Wow I just wanted a boonie calm down all of you, the first 30 000 c4 gas mask produced were turned down maybe its one of those god knows I just called the Local surplus store and they said they some times get them in stock I dont see why you guys act like a holes. I under stand its illegal to purchase issued kits, but if they are the ones turned down they arnt technically issued thanks for removing my thread I just asked a very simple Question. If you want to contact the MP'S so be it I have no problem telling your guys where I live so you can contact them. BTW Who said I have a Genuine CapPat boonie cap, I asked if anyone had one for sale. You can purchase gas masks online Im sure. Its a Fuc**** gas mask what I got from a friend. Who said it was stolen maybe his dads friend in the CF Gave it to him, ever think of that, I dont even know how his dad got it, you all have to simmer and stop getting so upset. And the surplus store said they would take it off my hands, if you want its called rons army navy get the MP'S after them to.


----------



## Scott (5 Oct 2012)

Yes, it's out fault. You're right. We're sorry.  

rancing:

Better now?


----------



## startbutton (5 Oct 2012)

So now you're saying that your friends dad gave his issued gas mask to him and he sold it to you. Well even though he is in the RCMP he can't just go and sell issued kit and I'm almost willing to bet that daddy dosn't know his son sold it .
Either way you are still possession of stolen property


----------



## JohnnyBoy100 (5 Oct 2012)

His dad isnt in the CF, My friend said his dad gave it to him for no reason. No he didn't steal it from hsi dad, his dad gave it to him. He wore it to school for Halloween last year and I brought the subject up 3 weeks ago, I said I would buy it from him, not knowing that its the mask the cf uses, The on the side it said C4 So I looked it up and there you go it said its the current mask the cf uses. No harm done.


----------



## armyvern (5 Oct 2012)

Holy fuck; we need a lock here already ...


----------



## the 48th regulator (5 Oct 2012)

ArmyVern said:
			
		

> Holy fuck; we need a lock here already ...

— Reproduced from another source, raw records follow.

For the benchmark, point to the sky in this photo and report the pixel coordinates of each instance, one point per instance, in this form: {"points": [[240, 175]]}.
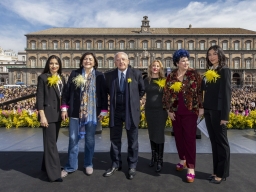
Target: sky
{"points": [[20, 17]]}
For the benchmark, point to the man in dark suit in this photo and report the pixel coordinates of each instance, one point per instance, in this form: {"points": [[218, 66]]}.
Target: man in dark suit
{"points": [[125, 87]]}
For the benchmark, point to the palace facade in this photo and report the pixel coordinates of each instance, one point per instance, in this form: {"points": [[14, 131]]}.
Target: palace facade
{"points": [[143, 45]]}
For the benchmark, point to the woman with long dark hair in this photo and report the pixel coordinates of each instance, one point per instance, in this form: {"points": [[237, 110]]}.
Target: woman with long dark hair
{"points": [[49, 90], [217, 99], [85, 102], [183, 101], [156, 115]]}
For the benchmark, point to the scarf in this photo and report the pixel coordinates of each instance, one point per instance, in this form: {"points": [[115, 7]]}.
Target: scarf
{"points": [[88, 112]]}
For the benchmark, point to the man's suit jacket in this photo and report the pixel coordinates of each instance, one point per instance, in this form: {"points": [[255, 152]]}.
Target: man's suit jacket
{"points": [[217, 95], [48, 98], [134, 91], [71, 94]]}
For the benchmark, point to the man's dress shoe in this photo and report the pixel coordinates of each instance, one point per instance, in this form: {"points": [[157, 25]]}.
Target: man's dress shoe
{"points": [[131, 173], [57, 180], [111, 171]]}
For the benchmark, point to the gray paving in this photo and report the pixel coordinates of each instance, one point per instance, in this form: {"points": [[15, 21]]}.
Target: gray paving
{"points": [[30, 139]]}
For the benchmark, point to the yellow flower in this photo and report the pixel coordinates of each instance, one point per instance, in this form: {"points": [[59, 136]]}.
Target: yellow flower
{"points": [[53, 80], [160, 83], [176, 86], [79, 81], [211, 76]]}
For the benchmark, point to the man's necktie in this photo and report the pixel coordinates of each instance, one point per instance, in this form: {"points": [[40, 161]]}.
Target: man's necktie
{"points": [[122, 82]]}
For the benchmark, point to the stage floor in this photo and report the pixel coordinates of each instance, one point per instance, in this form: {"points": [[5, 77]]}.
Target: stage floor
{"points": [[30, 139]]}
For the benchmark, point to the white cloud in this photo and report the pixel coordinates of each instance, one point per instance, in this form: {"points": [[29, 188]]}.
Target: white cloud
{"points": [[127, 13], [36, 12]]}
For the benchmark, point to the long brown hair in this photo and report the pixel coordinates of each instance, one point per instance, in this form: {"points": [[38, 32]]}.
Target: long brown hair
{"points": [[161, 71]]}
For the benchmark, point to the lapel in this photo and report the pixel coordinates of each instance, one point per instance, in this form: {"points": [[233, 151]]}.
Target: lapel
{"points": [[129, 75], [115, 82], [54, 86]]}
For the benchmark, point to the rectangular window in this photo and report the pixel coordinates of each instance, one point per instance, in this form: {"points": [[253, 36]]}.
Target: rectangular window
{"points": [[191, 63], [77, 45], [77, 63], [236, 64], [179, 45], [248, 64], [33, 76], [66, 45], [121, 45], [66, 63], [43, 63], [55, 45], [224, 46], [110, 63], [168, 46], [202, 46], [145, 63], [131, 62], [110, 45], [236, 46], [202, 64], [100, 63], [88, 45], [33, 63], [99, 46], [248, 46], [44, 45], [145, 45], [191, 46], [158, 45], [168, 63], [131, 45], [18, 75], [33, 45]]}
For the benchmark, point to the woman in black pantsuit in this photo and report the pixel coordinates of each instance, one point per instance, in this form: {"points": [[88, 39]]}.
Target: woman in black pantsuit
{"points": [[49, 88], [217, 101]]}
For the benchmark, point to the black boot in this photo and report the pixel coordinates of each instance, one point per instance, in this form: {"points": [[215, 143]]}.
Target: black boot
{"points": [[153, 149], [159, 164]]}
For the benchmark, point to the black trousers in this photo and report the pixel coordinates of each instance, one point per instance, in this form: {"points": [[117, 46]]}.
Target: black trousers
{"points": [[116, 143], [219, 141], [51, 160]]}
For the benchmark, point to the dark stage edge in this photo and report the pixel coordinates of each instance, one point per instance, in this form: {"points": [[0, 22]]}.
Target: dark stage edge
{"points": [[20, 171]]}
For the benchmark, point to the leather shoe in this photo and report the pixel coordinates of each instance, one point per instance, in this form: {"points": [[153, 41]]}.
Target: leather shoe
{"points": [[131, 173], [57, 180], [111, 171]]}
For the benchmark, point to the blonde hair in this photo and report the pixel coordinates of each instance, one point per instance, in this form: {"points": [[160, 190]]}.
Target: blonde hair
{"points": [[161, 71]]}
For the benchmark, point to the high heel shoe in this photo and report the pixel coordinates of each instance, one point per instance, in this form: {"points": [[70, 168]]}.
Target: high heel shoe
{"points": [[190, 178], [211, 177], [217, 181], [180, 167]]}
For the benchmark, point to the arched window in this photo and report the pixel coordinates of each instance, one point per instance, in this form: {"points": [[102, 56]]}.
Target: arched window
{"points": [[121, 45], [145, 44], [191, 62], [100, 62], [111, 45], [66, 62], [225, 45]]}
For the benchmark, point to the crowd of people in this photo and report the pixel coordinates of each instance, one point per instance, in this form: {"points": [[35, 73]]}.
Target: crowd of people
{"points": [[8, 94], [184, 96]]}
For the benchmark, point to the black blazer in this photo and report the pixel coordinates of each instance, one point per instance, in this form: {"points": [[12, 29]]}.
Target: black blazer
{"points": [[48, 98], [71, 94], [135, 91], [217, 95]]}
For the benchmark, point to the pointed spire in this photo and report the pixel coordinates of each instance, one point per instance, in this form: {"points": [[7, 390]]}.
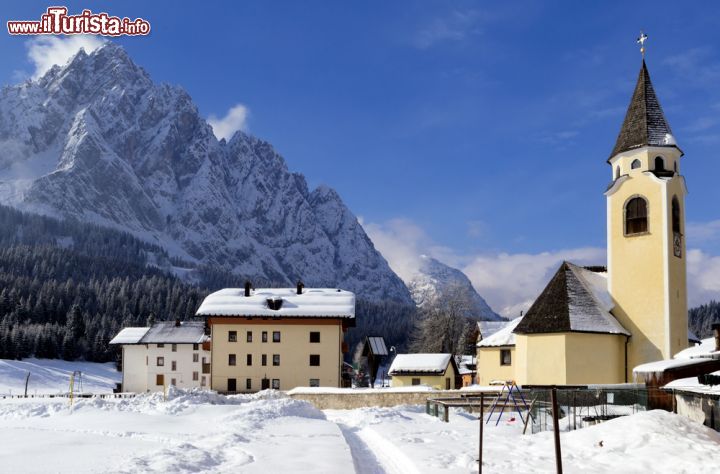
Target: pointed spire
{"points": [[644, 123]]}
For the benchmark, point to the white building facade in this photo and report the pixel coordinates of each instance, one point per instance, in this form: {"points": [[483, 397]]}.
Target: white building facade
{"points": [[168, 353]]}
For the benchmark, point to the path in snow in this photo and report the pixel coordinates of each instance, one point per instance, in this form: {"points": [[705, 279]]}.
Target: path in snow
{"points": [[374, 455]]}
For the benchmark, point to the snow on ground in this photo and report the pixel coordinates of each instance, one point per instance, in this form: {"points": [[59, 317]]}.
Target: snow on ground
{"points": [[193, 431], [406, 440], [201, 431], [52, 376]]}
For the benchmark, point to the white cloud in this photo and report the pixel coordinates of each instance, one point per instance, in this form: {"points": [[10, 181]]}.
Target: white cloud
{"points": [[511, 282], [46, 51], [457, 26], [401, 242], [703, 277], [698, 232], [236, 119]]}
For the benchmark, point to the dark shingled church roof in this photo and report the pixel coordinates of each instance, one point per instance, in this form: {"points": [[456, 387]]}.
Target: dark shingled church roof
{"points": [[644, 123], [575, 300]]}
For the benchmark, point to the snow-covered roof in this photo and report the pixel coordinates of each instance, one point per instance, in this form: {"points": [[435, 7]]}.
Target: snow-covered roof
{"points": [[575, 300], [165, 332], [129, 336], [706, 348], [188, 332], [377, 345], [420, 363], [488, 328], [691, 384], [503, 337], [313, 302], [660, 366]]}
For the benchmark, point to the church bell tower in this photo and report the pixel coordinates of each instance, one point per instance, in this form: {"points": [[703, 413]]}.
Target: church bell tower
{"points": [[646, 231]]}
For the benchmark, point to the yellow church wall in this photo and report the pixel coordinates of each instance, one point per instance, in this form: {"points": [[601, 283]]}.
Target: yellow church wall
{"points": [[594, 358], [489, 368], [540, 359], [646, 280], [569, 358], [438, 382]]}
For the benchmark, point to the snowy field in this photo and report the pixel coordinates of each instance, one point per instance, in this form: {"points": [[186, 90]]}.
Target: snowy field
{"points": [[51, 376], [270, 432]]}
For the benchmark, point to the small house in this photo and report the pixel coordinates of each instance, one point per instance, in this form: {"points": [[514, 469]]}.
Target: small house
{"points": [[167, 353], [438, 371], [495, 355]]}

Jeez looeez Vern, can't I have a little fun on a Friday??


----------



## OldSolduer (5 Oct 2012)

Maybe someone should call the MPs.


----------



## brihard (5 Oct 2012)

JohnnyBoy100 said:
			
		

> His dad isnt in the CF, My friend said his dad gave it to him for no reason. No he didn't steal it from hsi dad, his dad gave it to him. He wore it to school for Halloween last year and I brought the subject up 3 weeks ago, I said I would buy it from him, not knowing that its the mask the cf uses, The on the side it said C4 So I looked it up and there you go it said its the current mask the cf uses. No harm done.



I'm gonna break this down for you son.

We are issued our kit on loan from the crown to be used for military purposes. We are legally obligated to give it back. If it is destroyed, lost, damaged or stolen we are legally obligated to follow proper processes for that.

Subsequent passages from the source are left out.